The canon of academic philosophy has increasingly come under scrutiny due to the ‘inclusivity question’. Taking the urgency of inclusivity as premised, what does it mean to make philosophical curricula more inclusive? Do we need to read primary texts by women, people of color, non-western thinkers? Do our teachers need to have diverse backgrounds? Do we need to change the norm of what good academic philosophy is so we can include non-canonical works?
In this course we will relay these questions by exploring how more inclusive themes are put on the philosophical agenda and in what way. In 20th century philosophy we have already seen Arendt juxtapose Heidegger’s notion of ‘thrownness’ in the world with a notion of ‘natality’. Foucault scrutinized the many institutional and discursive mechanisms that produce and sustain a heterosexual norm. Crenshaw taught us that ‘oppression’ means something very different to poor black women than it does to the middleclass white women that advocate ‘women’s liberation’. Likewise, in this course we focus on the lived themes of situatedness and response-ability, of bodily thought, of colonizing norms and of visionary futures.

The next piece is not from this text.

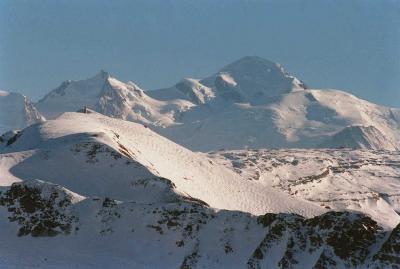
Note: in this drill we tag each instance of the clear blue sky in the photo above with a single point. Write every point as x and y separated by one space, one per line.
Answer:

Rather than linking these newly introduced philosophical themes to identities as e.g. woman, queer and/or black, in this course we tie these themes to lived experiences. In some lives, specific themes like natality are much more central and urgent than in other lives – than in the lives of many canonical philosophers. We will discuss examples of how some of the neglected themes that are embedded in lived experiences have been or are being included in philosophical practice, thus expanding the philosophical agenda.
This introduction of lived themes also results in problematizing a mainstream ‘style’ or ‘method’ of philosophizing – presumed that philosophical content and form entangle. Everyday concrete experiences, transdisciplinarity, fiction and bodily experiments for instance permeate this kind of philosophical work more often. In each lecture there will be explicit attention to the implications that thinking about a new theme has for how we think. In workshops we will experiment with these alternative styles of philosophizing.